Characterization of physical state of DTG and RPV when formulated individually or in combination in micronized PLGA powders. A) DSC thermograms of DTG/PLGA, RPV/PLGA, and DTG-RPV PLGA micronized powders compared to pure DTG and RPV and placebo PLGA powder. B) XRD patterns of DTG/PLGA, RPV/PLGA, and DTG-RPV PLGA micronized powders compared to pure DTG and RPV. Red highlights represent the different crystallinity patterns and relative ratios of peak intensity of RPV in DTG-RPV PLGA compared to pure RPV. C) SEM images representing microstructure of DTG/PLGA, RPV/PLGA, and DTG-RPV PLGA micronized powders compared to pure DTG and RPV. The white * symbols represent drugs (DTG or RPV) and the white # symbol represents PLGA in the DTG/PLGA, RPV/PLGA or DTG-RPV/PLGA micronized powders.

XRD analysis was further used to investigate the effect of the method of drug co-formulation on the crystalline patterns of drugs that retained predominant or partial crystalline state in the micronized drug/PLGA powders.
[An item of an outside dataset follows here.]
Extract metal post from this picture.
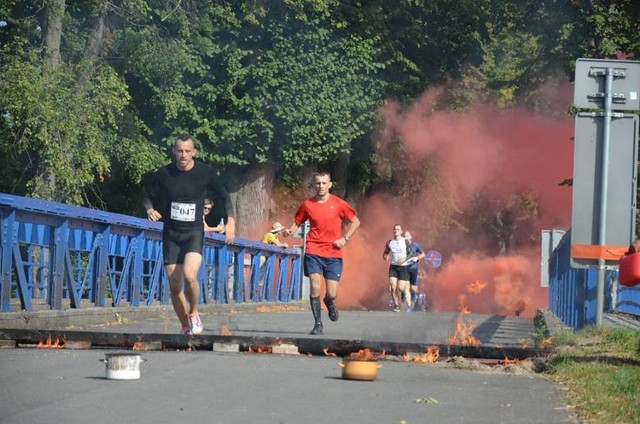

As shown in Fig. 3B, the crystalline pattern of DTG did not change in the micronized PLGA powders, when formulated alone or in combination with RPV, as demonstrated by no change or shift in peak positions or peak intensities compared to pure DTG (Fig. 3B left). Similarly, RPV’s XRD peaks retained their positions and did not shift when formulated in the micronized RPV/PLGA powders compared to pure RPV. However, some peak intensities were relatively lower for formulated RPV compared to its pure analogue due to possible reduction in crystal size and/or presence of crystal defects when formulated in the micronized RPV/PLGA powders. Moreover, when DTG and RPV were co-formulated in the micronized co-drug/PLGA powders (DTG-RPV), both peak positions and intensities were substantially different and reduced respectively for RPV compared to its pure analogue (Fig. 3B right). This could also be due to significant reduction in crystal size and/or presence of crystal defects when formulated in the micronized co-drug/PLGA powder.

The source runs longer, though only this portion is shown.